O Diario de Pernambuco, de 22 de julho de 1949, assinala que Camus saiu a pé do hotel para visitar a cidade. Apreciou o barroco brasileiro, a beleza dos azulejos da Capela Dourada, a Igreja da Conceição dos Militares. No “admirável” Pátio de São Pedro, observou as paredes recobertas por fuligem provocada por uma torrefação de café. Sente-se tocado por aquelas igrejas coloniais, nas quais o branco predomina e, conforme Camus anota, o “estilo jesuítico é iluminado e tornado mais leve pelo reboco”.
A noite parece ter sido a parte menos interessante da programação: uma conferência na Faculdade de Direito. Diante de uma numerosa assistência, decide não abordar o tema anunciado, Roman et révolte. Prefere, comenta o jornal, fazer uma “análise profunda e lúcida sobre a crise da Europa”.
Porém, de tudo, o que mais lhe emociona é o Bumba meu boi – que ele registra bomba-menboi –, para o qual é convidado de honra. Numa página inteira de notas de seu diário, o escritor a ele se refere como algo extraordinário.

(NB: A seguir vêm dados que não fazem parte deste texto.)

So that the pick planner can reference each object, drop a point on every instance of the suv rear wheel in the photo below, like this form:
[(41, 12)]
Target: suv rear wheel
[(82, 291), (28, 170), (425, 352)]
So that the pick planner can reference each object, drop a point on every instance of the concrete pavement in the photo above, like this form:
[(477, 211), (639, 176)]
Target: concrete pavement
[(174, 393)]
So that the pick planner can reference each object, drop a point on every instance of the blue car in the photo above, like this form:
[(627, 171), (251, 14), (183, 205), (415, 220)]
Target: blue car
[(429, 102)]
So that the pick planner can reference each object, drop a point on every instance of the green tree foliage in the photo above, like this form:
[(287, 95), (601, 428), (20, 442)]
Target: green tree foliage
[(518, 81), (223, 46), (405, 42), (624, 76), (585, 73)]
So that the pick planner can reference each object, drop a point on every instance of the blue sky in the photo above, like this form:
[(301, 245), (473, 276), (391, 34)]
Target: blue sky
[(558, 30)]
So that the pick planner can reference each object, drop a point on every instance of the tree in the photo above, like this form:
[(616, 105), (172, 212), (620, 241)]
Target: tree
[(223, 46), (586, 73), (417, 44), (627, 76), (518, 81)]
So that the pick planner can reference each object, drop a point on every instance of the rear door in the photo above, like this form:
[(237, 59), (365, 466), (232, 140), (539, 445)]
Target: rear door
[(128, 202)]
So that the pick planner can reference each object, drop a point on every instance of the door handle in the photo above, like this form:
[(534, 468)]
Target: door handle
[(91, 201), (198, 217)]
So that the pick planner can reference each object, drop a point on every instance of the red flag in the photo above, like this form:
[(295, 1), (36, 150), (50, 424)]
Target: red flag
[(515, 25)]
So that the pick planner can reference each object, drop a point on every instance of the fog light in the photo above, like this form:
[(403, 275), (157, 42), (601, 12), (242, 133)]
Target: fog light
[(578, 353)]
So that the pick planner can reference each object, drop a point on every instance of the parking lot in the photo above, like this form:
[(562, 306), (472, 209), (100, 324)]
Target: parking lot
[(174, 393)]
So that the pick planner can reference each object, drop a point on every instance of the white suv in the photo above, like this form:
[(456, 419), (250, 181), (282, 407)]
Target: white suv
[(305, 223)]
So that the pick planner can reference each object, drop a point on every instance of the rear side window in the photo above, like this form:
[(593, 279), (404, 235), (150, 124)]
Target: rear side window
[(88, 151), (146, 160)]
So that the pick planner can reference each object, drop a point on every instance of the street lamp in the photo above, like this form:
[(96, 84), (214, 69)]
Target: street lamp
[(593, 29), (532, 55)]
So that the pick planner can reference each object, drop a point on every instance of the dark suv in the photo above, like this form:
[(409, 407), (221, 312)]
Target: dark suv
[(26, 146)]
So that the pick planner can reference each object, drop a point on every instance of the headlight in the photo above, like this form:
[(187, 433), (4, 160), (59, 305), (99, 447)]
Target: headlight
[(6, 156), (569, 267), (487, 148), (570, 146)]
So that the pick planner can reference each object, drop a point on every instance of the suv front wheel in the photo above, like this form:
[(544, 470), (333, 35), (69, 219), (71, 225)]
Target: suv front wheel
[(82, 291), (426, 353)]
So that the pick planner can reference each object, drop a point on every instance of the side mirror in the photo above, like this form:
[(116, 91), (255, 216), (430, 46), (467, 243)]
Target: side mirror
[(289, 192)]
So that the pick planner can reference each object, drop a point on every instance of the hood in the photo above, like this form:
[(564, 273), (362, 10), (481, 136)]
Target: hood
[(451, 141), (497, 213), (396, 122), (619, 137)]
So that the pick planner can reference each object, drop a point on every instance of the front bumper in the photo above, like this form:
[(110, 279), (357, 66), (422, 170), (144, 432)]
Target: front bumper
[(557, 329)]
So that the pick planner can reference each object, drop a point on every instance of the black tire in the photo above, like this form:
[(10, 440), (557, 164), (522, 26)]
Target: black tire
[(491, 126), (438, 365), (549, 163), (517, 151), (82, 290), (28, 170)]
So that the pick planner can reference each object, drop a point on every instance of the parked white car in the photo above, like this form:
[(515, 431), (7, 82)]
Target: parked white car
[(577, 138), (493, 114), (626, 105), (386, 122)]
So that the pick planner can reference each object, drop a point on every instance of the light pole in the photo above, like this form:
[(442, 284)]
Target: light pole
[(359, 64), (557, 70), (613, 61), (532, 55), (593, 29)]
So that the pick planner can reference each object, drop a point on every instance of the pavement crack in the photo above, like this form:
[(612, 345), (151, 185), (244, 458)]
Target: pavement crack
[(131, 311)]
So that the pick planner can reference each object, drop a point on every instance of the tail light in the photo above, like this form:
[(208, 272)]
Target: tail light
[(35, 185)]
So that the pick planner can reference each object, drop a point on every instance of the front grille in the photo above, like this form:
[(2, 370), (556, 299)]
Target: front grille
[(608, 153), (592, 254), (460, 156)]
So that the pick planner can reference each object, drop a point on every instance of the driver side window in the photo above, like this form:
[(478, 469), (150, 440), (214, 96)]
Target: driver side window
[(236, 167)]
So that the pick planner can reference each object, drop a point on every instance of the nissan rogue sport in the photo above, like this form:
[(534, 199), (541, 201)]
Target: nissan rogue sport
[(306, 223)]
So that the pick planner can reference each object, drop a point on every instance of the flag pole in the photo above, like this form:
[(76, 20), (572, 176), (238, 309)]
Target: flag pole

Descreve em detalhe o folguedo: Capitão, cavalo de pau, ema, burrinha, o boi e todos os seus adereços.
E lembra o grito do mestre ao encerrar o espetáculo:
“Viva o señor Camus e os cem reis do Oriente!”
(Dia seguinte, 23 de julho, às 9 da manhã, Camus vai embora.)
***
Quando leio Albert Camus, “viajo” por lugares que foram de sua intimidade e por onde também andei: ruas de Orã, cafés de Argel. E as ruínas romanas de Tipasa – sobre a qual escreveu o ensaio Noces –, à beira do Mediterrâneo, lugar habitado pelos deuses que “falam no sol e no cheiro dos absintos”. Ali, dos mosaicos romanos, quando a areia é afastada pelos pés, emergem as imagens de uma cultura cujos resquícios continuam a vicejar em nossas línguas.